Butane – a highly flammable alkane

Butane is a hydrocarbon and a highly flammable, colourless, odourless, easily liquefied gas. It is an alkane with the formula C4H10. It is typically used as fuel for cigarette lighters and portable stoves, a propellant in aerosols, a heating fuel, a refrigerant, and in the manufacture of a wide range of products. It is used as a fuel, an aerosol propellant, in cigarette lighters, and to make other chemicals.

Butane is a gas at room temperature and atmospheric pressure. It is shipped as a liquefied gas under its vapor pressure. Butane is a highly flammable, colorless, easily liquefied gas that quickly vaporizes at room temperature. It contact with the liquid can cause frostbite. It is regarded as one of the more harmful volatile substances to inhale. It is easily ignited. High levels of use within a short period of time can lead to depressed breathing and loss of consciousness.

Butane is an organic compound with the formula C4H10. Butane is a saturated hydrocarbon containing 4 carbons, with unbranched structure.
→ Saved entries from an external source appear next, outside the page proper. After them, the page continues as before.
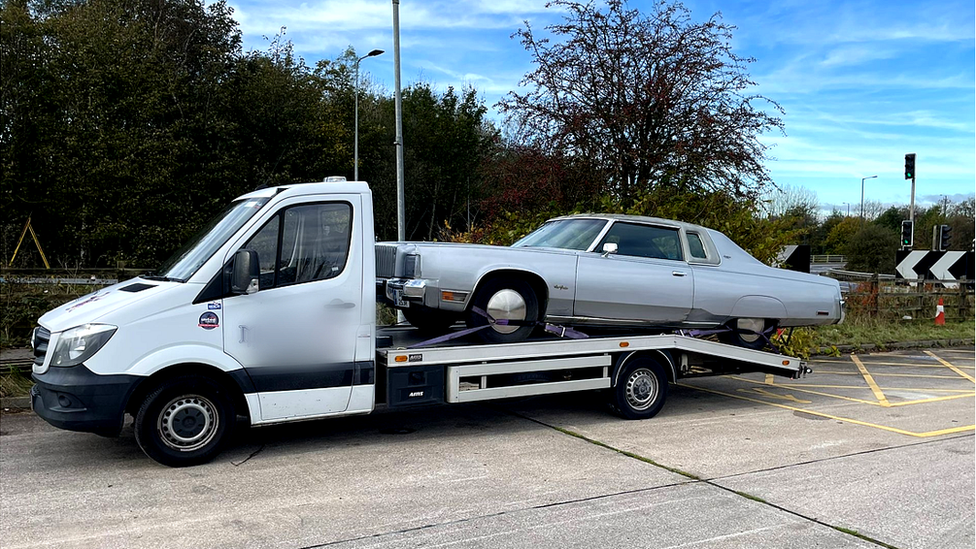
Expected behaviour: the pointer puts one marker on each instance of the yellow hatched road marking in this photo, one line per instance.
(764, 392)
(838, 418)
(852, 399)
(933, 399)
(878, 394)
(951, 367)
(926, 376)
(862, 387)
(873, 363)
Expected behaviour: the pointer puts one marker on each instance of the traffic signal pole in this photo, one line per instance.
(910, 174)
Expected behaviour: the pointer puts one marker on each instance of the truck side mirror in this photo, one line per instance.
(246, 276)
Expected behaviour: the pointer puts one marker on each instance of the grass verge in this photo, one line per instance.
(862, 331)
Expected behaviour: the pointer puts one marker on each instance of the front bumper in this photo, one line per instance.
(77, 399)
(404, 293)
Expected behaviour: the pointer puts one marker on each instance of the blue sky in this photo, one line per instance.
(862, 82)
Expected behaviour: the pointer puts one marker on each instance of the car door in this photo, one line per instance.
(296, 336)
(645, 281)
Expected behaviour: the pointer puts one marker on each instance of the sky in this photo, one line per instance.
(862, 82)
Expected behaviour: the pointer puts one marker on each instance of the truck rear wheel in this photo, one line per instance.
(185, 421)
(641, 390)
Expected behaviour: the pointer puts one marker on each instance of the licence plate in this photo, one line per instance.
(398, 299)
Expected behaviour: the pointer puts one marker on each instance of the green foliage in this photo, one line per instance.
(739, 219)
(840, 234)
(872, 250)
(796, 343)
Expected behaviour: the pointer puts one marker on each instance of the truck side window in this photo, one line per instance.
(265, 243)
(313, 244)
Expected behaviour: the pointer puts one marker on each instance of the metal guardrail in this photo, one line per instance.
(828, 259)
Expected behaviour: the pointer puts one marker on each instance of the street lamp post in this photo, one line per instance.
(863, 179)
(355, 146)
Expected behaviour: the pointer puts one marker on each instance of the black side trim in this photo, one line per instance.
(77, 399)
(137, 287)
(243, 381)
(297, 378)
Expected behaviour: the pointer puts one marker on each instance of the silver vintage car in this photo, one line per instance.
(602, 271)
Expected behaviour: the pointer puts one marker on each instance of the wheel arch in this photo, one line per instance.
(534, 280)
(233, 385)
(657, 355)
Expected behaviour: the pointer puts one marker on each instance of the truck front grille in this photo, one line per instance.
(39, 341)
(385, 260)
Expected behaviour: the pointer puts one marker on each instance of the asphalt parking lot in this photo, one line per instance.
(870, 450)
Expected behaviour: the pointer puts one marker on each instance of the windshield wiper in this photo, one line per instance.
(150, 276)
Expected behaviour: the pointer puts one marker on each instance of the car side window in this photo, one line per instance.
(696, 247)
(644, 241)
(303, 244)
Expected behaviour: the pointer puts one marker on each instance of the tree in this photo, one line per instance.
(872, 250)
(649, 99)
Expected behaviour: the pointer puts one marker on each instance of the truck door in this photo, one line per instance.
(647, 280)
(296, 336)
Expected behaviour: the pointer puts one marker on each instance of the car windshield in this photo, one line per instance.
(182, 264)
(568, 234)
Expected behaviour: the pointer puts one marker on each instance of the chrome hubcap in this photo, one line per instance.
(506, 304)
(641, 389)
(187, 423)
(754, 324)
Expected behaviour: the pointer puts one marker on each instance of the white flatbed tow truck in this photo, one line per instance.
(270, 315)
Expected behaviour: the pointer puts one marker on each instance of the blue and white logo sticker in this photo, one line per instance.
(209, 321)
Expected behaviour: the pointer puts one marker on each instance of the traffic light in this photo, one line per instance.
(907, 234)
(910, 166)
(945, 237)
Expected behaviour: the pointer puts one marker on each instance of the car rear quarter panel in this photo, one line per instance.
(743, 287)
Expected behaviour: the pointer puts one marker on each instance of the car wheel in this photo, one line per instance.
(429, 321)
(749, 336)
(642, 388)
(185, 421)
(509, 299)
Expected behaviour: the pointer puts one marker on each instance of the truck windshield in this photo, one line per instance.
(568, 234)
(182, 264)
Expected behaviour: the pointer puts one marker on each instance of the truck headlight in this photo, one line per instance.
(411, 266)
(81, 343)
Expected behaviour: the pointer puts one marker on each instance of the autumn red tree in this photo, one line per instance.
(650, 99)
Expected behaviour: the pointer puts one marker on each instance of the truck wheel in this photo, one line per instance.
(510, 299)
(641, 389)
(430, 321)
(185, 421)
(748, 339)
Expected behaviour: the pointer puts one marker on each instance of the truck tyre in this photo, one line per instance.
(429, 321)
(185, 421)
(747, 339)
(510, 299)
(642, 388)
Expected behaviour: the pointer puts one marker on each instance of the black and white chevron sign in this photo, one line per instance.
(944, 266)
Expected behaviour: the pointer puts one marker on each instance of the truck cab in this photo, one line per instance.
(266, 313)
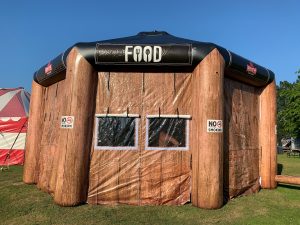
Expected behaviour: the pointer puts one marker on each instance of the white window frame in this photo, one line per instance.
(187, 132)
(136, 134)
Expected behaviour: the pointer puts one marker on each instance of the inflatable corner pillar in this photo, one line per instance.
(73, 165)
(34, 136)
(207, 145)
(267, 136)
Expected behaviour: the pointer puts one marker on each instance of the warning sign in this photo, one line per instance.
(214, 126)
(67, 122)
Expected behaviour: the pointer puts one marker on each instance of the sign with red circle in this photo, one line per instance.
(67, 122)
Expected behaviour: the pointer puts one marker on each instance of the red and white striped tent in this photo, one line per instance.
(14, 108)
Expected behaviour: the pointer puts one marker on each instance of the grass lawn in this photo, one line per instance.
(25, 204)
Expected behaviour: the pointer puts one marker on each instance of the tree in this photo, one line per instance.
(288, 109)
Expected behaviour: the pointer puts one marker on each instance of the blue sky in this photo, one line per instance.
(33, 32)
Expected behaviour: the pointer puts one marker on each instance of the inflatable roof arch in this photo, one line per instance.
(176, 54)
(215, 116)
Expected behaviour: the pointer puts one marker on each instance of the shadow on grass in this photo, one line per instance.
(294, 187)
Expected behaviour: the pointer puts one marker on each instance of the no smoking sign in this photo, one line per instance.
(215, 126)
(67, 122)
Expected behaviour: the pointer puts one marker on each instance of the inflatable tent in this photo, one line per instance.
(151, 119)
(14, 109)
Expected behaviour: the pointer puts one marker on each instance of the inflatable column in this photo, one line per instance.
(267, 136)
(207, 135)
(75, 143)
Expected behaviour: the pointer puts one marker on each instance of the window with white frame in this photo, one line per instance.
(167, 132)
(116, 132)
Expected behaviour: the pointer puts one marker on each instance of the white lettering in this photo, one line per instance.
(137, 53)
(145, 53)
(157, 54)
(127, 52)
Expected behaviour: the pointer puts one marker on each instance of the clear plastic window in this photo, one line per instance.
(167, 133)
(116, 133)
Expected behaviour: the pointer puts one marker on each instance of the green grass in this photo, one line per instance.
(290, 165)
(25, 204)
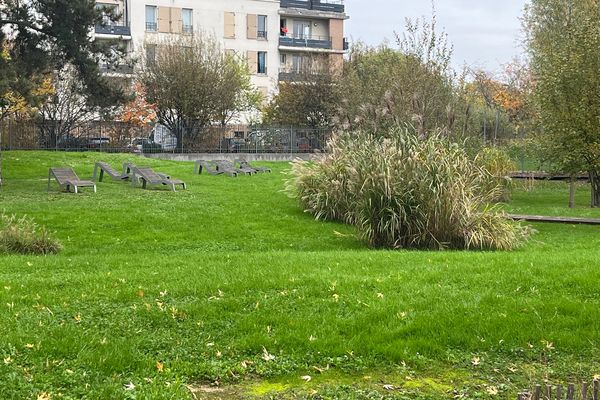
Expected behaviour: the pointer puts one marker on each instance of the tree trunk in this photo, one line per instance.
(572, 191)
(595, 180)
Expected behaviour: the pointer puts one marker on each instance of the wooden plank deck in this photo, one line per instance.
(538, 176)
(558, 220)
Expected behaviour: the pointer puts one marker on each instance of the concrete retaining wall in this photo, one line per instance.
(233, 156)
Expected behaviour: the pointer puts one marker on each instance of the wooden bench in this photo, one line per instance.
(67, 178)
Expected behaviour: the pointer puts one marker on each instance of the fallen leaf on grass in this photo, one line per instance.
(492, 390)
(266, 356)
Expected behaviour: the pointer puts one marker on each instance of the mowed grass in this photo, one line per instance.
(230, 285)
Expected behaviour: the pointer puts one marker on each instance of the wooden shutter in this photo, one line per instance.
(336, 30)
(164, 19)
(253, 62)
(229, 25)
(252, 26)
(176, 20)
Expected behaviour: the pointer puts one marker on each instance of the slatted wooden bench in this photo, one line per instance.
(67, 178)
(100, 168)
(148, 176)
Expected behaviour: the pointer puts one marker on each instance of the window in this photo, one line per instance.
(261, 31)
(229, 25)
(297, 64)
(150, 54)
(186, 16)
(302, 29)
(262, 62)
(151, 24)
(109, 11)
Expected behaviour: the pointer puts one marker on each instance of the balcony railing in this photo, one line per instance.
(116, 69)
(117, 30)
(291, 74)
(308, 41)
(319, 5)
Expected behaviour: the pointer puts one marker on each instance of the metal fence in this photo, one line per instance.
(123, 137)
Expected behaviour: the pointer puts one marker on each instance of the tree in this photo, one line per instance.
(193, 84)
(138, 111)
(414, 85)
(310, 99)
(64, 109)
(562, 39)
(41, 36)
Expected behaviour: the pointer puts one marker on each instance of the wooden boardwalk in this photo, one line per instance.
(570, 392)
(556, 220)
(538, 176)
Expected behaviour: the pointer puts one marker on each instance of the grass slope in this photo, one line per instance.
(230, 282)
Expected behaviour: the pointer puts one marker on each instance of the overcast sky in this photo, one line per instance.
(485, 33)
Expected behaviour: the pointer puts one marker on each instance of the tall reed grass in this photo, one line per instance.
(402, 191)
(24, 236)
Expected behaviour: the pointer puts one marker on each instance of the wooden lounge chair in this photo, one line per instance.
(206, 166)
(245, 164)
(67, 178)
(224, 165)
(110, 171)
(148, 176)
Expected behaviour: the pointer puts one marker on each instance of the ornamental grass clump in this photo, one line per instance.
(402, 191)
(24, 236)
(499, 164)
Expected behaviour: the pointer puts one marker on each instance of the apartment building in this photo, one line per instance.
(279, 38)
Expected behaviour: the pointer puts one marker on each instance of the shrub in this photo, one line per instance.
(499, 164)
(404, 192)
(151, 147)
(24, 236)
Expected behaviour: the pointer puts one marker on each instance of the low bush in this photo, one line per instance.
(402, 191)
(499, 164)
(151, 147)
(24, 236)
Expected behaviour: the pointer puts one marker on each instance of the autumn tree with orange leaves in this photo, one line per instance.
(139, 112)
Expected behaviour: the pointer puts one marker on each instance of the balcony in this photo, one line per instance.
(291, 74)
(115, 30)
(304, 41)
(116, 69)
(336, 6)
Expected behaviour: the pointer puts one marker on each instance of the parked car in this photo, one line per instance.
(98, 142)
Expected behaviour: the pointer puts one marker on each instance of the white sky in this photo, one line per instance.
(485, 33)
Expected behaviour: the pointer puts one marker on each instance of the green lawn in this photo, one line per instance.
(229, 282)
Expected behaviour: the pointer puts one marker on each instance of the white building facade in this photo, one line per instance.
(278, 38)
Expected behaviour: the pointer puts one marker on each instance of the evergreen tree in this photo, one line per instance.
(38, 37)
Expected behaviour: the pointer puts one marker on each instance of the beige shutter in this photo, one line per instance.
(176, 21)
(336, 30)
(253, 62)
(229, 25)
(252, 26)
(164, 19)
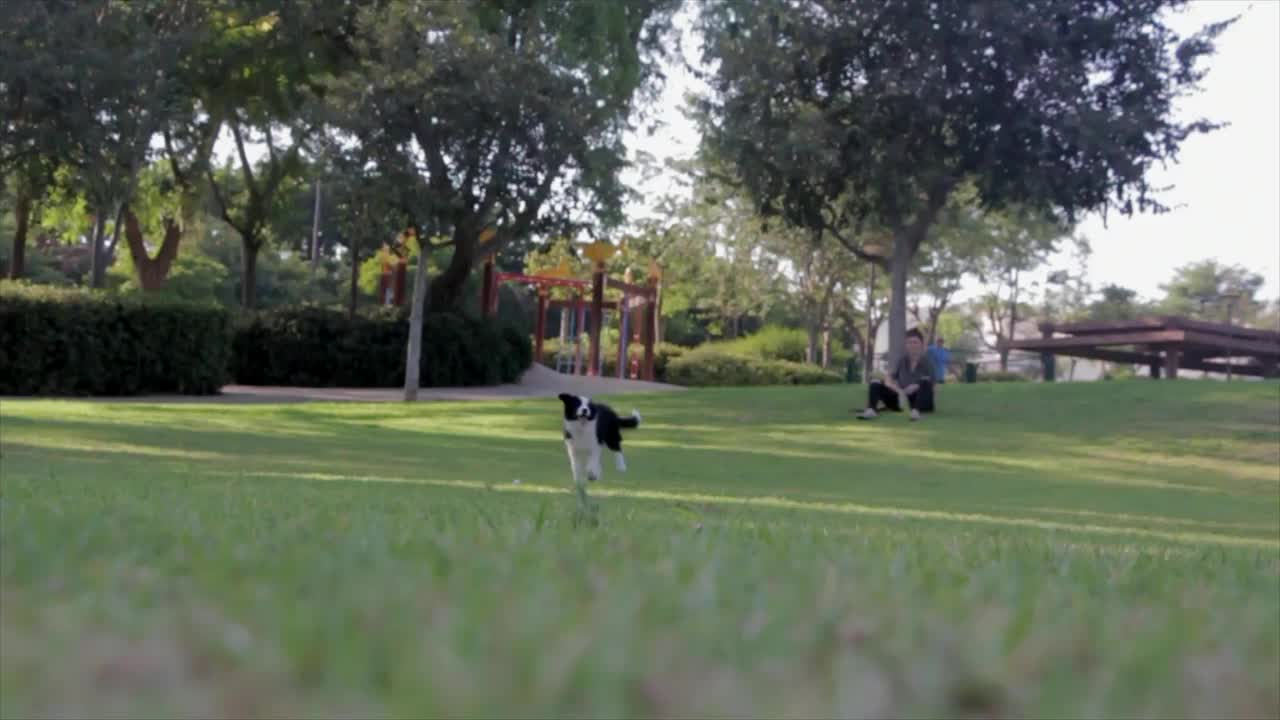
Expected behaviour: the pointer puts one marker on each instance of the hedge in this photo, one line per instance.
(709, 368)
(80, 342)
(323, 347)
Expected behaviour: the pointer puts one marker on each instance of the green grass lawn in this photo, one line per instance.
(1092, 550)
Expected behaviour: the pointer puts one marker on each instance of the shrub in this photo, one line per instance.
(1001, 377)
(71, 341)
(310, 346)
(708, 367)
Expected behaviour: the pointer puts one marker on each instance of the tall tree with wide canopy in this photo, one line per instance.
(873, 113)
(512, 112)
(94, 105)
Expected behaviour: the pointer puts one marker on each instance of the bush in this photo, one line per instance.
(772, 342)
(311, 346)
(78, 342)
(709, 367)
(663, 354)
(1001, 377)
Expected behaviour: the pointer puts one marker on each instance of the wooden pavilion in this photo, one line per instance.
(1165, 345)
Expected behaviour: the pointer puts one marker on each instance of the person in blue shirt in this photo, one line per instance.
(941, 356)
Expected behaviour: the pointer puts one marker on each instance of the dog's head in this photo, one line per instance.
(577, 408)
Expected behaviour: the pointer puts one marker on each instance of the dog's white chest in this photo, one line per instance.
(580, 436)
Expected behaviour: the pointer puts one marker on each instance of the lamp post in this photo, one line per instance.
(876, 251)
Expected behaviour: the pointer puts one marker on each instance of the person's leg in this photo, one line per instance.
(920, 400)
(876, 395)
(924, 397)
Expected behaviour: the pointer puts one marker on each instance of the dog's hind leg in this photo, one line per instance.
(618, 460)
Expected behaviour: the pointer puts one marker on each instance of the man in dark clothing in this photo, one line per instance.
(913, 377)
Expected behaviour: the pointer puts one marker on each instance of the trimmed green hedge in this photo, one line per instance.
(80, 342)
(321, 347)
(712, 368)
(1002, 377)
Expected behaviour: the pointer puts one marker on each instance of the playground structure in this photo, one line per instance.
(392, 279)
(636, 311)
(1165, 345)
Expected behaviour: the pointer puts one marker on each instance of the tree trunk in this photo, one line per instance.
(414, 354)
(97, 258)
(899, 265)
(151, 270)
(248, 273)
(449, 286)
(22, 214)
(115, 232)
(869, 355)
(315, 233)
(355, 279)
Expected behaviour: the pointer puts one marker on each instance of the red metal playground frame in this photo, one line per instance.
(638, 313)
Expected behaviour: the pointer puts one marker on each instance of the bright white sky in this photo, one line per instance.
(1226, 185)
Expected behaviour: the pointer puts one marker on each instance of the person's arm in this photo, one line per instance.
(923, 374)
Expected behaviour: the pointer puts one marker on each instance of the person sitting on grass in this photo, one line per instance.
(913, 377)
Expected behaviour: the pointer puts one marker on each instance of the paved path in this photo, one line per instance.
(536, 382)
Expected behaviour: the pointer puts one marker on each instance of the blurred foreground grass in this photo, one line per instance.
(1105, 550)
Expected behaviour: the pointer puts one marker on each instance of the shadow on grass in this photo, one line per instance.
(846, 509)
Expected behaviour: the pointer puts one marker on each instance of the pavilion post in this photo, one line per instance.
(1173, 358)
(540, 324)
(597, 319)
(1048, 361)
(649, 329)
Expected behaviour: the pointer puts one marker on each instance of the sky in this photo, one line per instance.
(1225, 185)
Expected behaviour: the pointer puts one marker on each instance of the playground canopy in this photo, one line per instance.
(1162, 343)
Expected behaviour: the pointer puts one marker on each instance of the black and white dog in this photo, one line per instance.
(590, 427)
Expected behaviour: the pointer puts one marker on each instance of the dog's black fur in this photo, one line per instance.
(588, 428)
(608, 424)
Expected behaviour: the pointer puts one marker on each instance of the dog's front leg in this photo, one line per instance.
(593, 465)
(576, 469)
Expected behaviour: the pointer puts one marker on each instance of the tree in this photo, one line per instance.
(1023, 244)
(155, 197)
(92, 106)
(513, 112)
(1205, 290)
(871, 114)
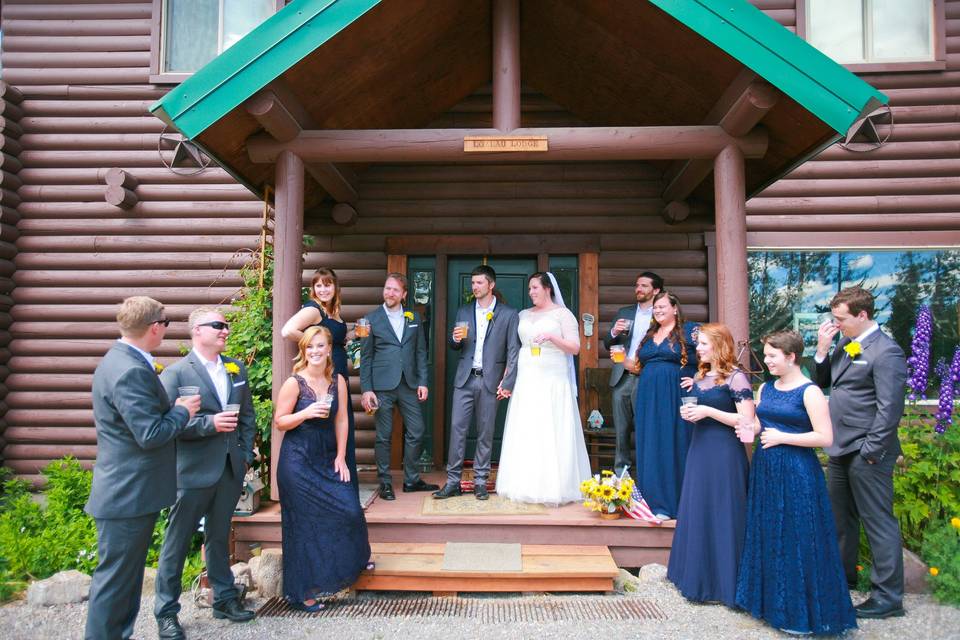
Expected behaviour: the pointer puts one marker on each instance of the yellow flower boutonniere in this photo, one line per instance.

It was discovered by the chemist Edward Frankland in 1849. It was found dissolved in crude petroleum in 1864 by Edmund Ronalds, who was the first to describe its properties.


  • Density: 2.48 kg/m³
  • Molecular Weight/ Molar Mass: 58.12 g/mol
  • Boiling Point: -1 °C
  • Melting Point: -138 °C
  • Appearance: Colourless gas
  • Solubility: Insoluble in water


Butane is a straight chain alkane composed of 4 carbon atoms. When oxygen is plentiful, butane burns to form carbon dioxide and water vapor; when oxygen is limited, carbon (soot) or carbon monoxide may also be formed. It is a gas molecular entity and an alkane. Butane is denser than air. Its vapors are heavier than air.

When there is sufficient oxygen:

2 C4H10 + 13 O2 → 8 CO2 + 10 H2O

When oxygen is limited:

2 C4H10 + 9 O2 → 8 CO + 10 H2O

By weight, butane contains about 49.5 MJ/kg (13.8 kWh/kg; 22.5 MJ/lb) or by liquid volume 29.7 megajoules per liter (8.3 kWh/l; 112 MJ/U.S. gal; 107,000 Btu/U.S. gal).

The maximum adiabatic flame temperature of butane with air is 2,243 K (1,970 °C; 3,578 °F).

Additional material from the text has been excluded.